My next honeypot will involve redesigning my perimeter security, to allow all protocols through to the honeypot whilst still controlling outbound connectivity. It will also use a more common operating system, so that I can gain some first hand experience of post-incident analysis!

Bibliography

The following books and articles provided extremely useful information.

1 "SED and AWK"
            Dale Dougherty
            O'Reilly & Associates, Inc.

2 "Mastering Regular Expressions"
            Jeffrey E.F. Friedl
            O'Reilly & Associates, Inc.

3 "TCP/IP Illustrated, Volume 1 - The Protocols"
            W. Richard Stevens
            Addison-Wessley

4 "Cisco IOS Access Lists"
            Jeff Sedayao
            O'Reilly & Associates, Inc.

5 "Know Your Enemy: Honeynets"
            The Honeynet Project
            http://project.honeynet.org

6 "Honeypots - Definition and value of honeypots"
            Lance Spitzner
            http://www.enteract.com/~lspitz

7 Cisco IOS router benchmark and audit tool
            The Centre for Internet Security
            http://www.cisecurity.org

Links

The Honeynet Project

http://project.honeynet.org

The Distributed Honeypot Project

http://www.lucidic.net

The Centre for Internet Security

http://www.cisecurity.org



[1] To learn more about regular expressions, check the regex manual page on a Unix system. Alternatively, refer to the bibliography at the end of this article for details of books covering sed and regular expressions.

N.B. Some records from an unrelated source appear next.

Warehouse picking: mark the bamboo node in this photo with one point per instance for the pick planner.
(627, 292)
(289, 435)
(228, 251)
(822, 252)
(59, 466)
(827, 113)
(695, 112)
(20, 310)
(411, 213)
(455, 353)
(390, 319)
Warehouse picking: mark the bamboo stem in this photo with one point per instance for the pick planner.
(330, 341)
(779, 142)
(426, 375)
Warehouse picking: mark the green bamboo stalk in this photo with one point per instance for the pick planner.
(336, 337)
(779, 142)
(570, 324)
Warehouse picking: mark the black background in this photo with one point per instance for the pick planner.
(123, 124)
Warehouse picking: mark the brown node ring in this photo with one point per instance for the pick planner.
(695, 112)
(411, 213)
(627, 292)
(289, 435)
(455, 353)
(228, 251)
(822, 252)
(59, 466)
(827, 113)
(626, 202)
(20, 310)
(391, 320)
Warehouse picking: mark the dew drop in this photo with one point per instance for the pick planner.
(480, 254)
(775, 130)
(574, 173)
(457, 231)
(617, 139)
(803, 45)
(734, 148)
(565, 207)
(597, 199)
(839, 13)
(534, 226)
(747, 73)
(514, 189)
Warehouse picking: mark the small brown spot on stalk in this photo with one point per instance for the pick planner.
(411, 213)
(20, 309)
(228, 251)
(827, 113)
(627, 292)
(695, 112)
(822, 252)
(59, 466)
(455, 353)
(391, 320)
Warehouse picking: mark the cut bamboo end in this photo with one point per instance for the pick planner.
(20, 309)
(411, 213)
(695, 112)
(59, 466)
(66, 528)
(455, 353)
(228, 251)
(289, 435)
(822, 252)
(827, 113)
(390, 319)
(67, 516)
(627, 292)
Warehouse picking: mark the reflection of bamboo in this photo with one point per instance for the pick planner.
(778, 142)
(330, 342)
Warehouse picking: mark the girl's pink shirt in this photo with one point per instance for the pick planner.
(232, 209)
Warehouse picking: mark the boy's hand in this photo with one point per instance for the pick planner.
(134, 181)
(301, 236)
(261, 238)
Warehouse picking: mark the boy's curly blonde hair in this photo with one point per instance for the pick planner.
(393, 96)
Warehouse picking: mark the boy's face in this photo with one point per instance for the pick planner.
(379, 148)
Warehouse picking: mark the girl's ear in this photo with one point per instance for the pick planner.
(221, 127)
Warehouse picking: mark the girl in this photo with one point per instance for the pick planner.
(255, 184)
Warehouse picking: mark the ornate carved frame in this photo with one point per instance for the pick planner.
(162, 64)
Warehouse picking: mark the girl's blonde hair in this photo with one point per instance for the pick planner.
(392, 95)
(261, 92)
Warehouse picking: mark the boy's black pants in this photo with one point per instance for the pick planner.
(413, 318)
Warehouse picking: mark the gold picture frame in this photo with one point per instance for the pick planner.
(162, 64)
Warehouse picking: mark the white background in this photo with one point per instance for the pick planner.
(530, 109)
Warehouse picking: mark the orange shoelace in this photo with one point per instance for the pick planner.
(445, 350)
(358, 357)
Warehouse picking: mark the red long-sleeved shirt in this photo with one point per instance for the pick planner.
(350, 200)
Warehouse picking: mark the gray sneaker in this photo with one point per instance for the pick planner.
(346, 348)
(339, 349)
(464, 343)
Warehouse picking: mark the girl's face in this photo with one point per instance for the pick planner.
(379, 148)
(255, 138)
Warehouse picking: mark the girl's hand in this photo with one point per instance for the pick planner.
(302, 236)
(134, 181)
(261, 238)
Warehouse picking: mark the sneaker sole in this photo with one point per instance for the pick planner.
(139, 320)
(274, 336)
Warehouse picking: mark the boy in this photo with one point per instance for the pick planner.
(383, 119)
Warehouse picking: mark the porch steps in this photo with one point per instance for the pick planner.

[2] There are other ways of specifying this. For instance, one could replace the complete segment by "[0-9]{1,2}", as we only ever expect 1 or 2 digits in the hour field of the timestamp.

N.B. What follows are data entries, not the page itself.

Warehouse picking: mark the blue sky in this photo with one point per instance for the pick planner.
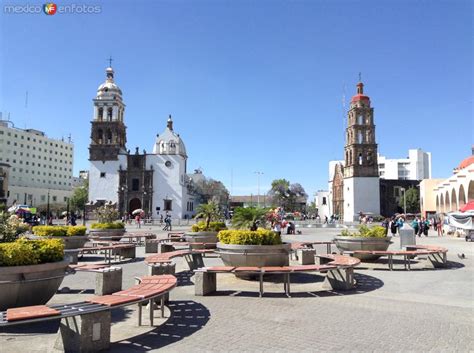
(252, 85)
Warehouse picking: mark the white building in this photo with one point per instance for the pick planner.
(417, 166)
(322, 202)
(156, 182)
(39, 165)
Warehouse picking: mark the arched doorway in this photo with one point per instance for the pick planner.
(134, 204)
(454, 205)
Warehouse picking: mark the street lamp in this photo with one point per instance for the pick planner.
(404, 201)
(258, 187)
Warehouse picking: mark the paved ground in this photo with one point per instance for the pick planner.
(420, 310)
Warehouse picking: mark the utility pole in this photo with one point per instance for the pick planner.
(258, 187)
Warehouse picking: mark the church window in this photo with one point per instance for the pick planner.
(135, 184)
(167, 205)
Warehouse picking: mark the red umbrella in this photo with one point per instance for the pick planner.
(467, 207)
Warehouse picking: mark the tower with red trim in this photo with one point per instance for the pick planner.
(361, 175)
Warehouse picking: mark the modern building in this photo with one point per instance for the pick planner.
(155, 182)
(456, 191)
(428, 196)
(417, 166)
(4, 173)
(39, 165)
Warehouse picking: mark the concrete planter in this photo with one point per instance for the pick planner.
(107, 234)
(362, 243)
(201, 237)
(254, 255)
(73, 242)
(30, 285)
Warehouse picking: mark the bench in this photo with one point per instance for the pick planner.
(108, 278)
(112, 251)
(339, 276)
(193, 258)
(85, 326)
(436, 255)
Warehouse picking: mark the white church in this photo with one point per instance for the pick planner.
(156, 182)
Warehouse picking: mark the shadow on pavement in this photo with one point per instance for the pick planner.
(187, 317)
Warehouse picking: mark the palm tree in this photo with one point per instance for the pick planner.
(209, 211)
(249, 217)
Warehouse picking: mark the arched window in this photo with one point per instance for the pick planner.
(100, 136)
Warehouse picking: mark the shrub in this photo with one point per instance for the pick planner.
(213, 227)
(366, 232)
(248, 237)
(115, 225)
(31, 252)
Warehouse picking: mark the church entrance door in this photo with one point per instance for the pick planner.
(135, 204)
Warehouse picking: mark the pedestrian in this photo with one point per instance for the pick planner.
(415, 225)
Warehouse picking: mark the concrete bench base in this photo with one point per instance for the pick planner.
(108, 281)
(84, 333)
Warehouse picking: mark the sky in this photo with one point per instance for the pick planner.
(253, 86)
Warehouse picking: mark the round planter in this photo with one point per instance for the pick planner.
(107, 234)
(73, 241)
(362, 243)
(201, 237)
(254, 255)
(30, 285)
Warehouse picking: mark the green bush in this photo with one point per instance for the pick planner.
(248, 237)
(213, 227)
(59, 231)
(366, 232)
(31, 252)
(116, 225)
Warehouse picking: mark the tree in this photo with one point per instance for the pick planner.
(286, 195)
(79, 197)
(412, 200)
(249, 217)
(209, 211)
(206, 190)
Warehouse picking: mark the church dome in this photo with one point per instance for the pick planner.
(169, 142)
(109, 88)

[3] Note that here we really do need to use the "*" symbol, as different platforms resolve to different resolutions.

[4] A period means "match any single character".

[5] Technically, for a 3-digit port number the initial digit can only be 1 or 2. If it is a 2, the second and third digits can only be in the range 0 to 5. However, we trust that the input to sed is valid, and so do not need a complex regexp to cater for this exact specification.

[6] By default, sed outputs all input lines. The "-n" option used in the command inhibits that action.

[7] This command sequence does have one small flaw in it. It does not show connections that were "half-opened" and then reset by the client. This is a common technique used when port scanning a system for open tcp ports. To correct this we would need to modify the BPF filter to allow packets that had the SYN and ACK flags set, but not those with just a SYN or RST.